What I wanted to discuss were ways to shorten your script without butchering your baby. You've bled over the draft (even later drafts... especially later drafts) and you hear the dreaded words,
Hmm... it's good, but I'd lose ten pages."
Ten pages!? My forehead was bleeding just getting it down a few lines!
It's all fine and well to have someone say - cut it down ten pages - but how do you actually get this done? So, rather than just be someone who tells people what to do without being there with them in the trenches, I thought I'd jump in the fox hole and return some fire. Please keep in mind, these are my preferences as a writer... Take em' or leave em' as such...
- First off, DO NOT, under any circumstances, touch the margins or font size. Anyone who reads scripts can spot this a mile away.
- Spacing. Some people prefer two spaces before and after Sluglines. I do not. I actually thinks it makes for slower reading. Set your spacing on Sluglines to 1 before and after. But, if you do this, you should also BOLD your sluglines.
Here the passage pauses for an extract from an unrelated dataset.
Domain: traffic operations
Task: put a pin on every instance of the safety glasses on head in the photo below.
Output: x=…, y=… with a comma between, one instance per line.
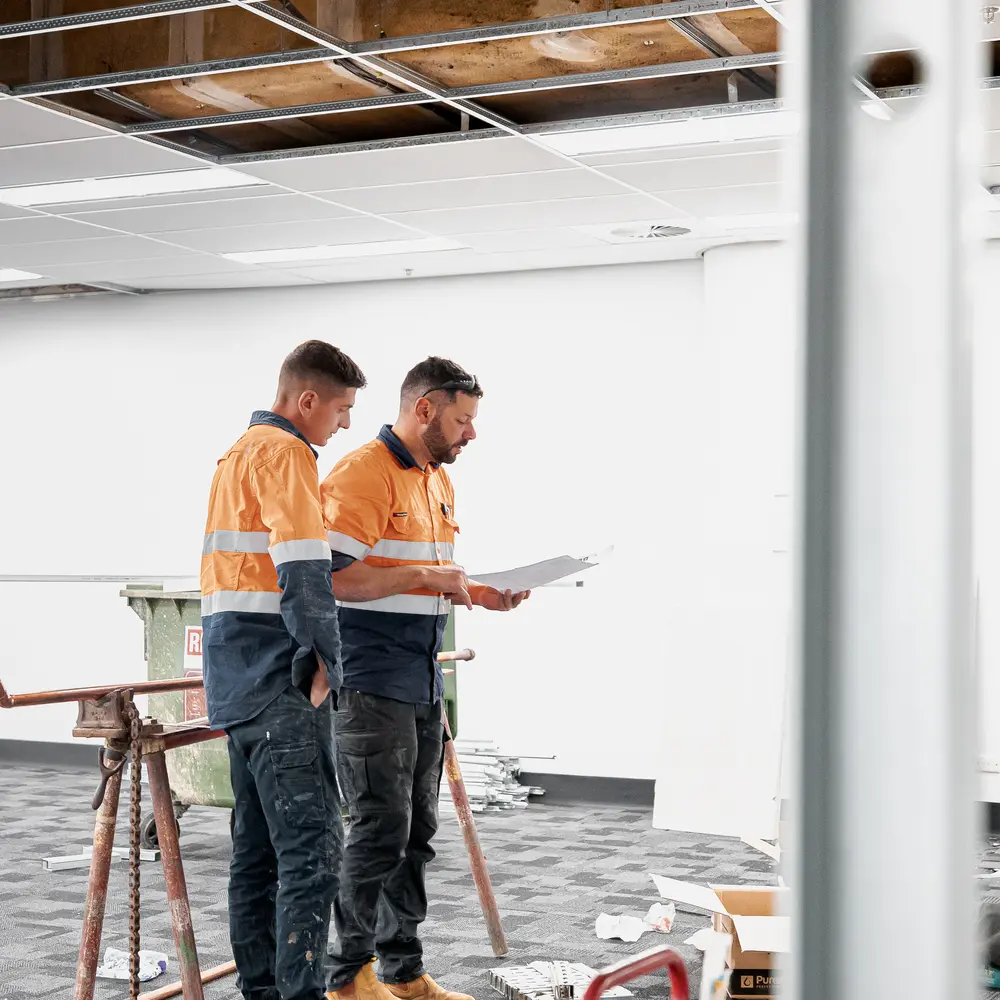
x=465, y=383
- Crush all the spiders! My girlfriend hates spiders and as a writer so should you. A spider is a single word on a single line. Most of the time people will refer to these in a section of dialogue. But I think you can apply it to your whole script. If you have dialogue or prose that leaves one word on a line by itself - get rid of it. You may need to rework the sentence or paragraph a bit, but it is worth it. If you think you just cannot get rid of that line - you're wrong. You are 100% wrong. Step back and figure it out. You will be surprised how much tighter your script is. Even half a page, removing unnecessary lines, is invaluable.
- More's and Continued's. This is my own personal trick. Although trick is a misnomer, it is heart-wrenching and hard act. It involves killing your babies and your grown children. Sacrificing soldiers for the greater good of the war. The basic conceit is that when you are finished, there should be no (as in zero, not one) page where the dialogue continues onto the next page. To achieve this, you may need to not just revise the dialogue, but the dialogue or prose in the scene to cut lines. You may even have to go back a page or two and cut to get that break onto a single page. The object is to keep cutting until you can rid of those breaks.
- Don't leave any cliff hanger scenes. A similar situation is a scene that leaves a line or two on the next page. Get it so that the scene ends at the bottom of the page. I used both of these techniques recently for a script that was 126 pages. My goal was to get it down to 120 pages. Just by doing this, I was able to get it down to 119 pages. And I didn't have to cut out any of the heart of my story. I didn't have to remove a storyline to cut 5 pages. Or a full scene. At least not yet. And then I went back and did it to my other scripts. It was exhilirating.
- Although there is no reason for this other than it helps me cut things I wouldn't necessarily cut, you will find that your script is a smoother/faster read. And not just because it is shorter.
You need to challenge yourself in the rewriting process. It is daunting and it sucks sometimes, but it is necessary if you want your script to go from good to great to excellent.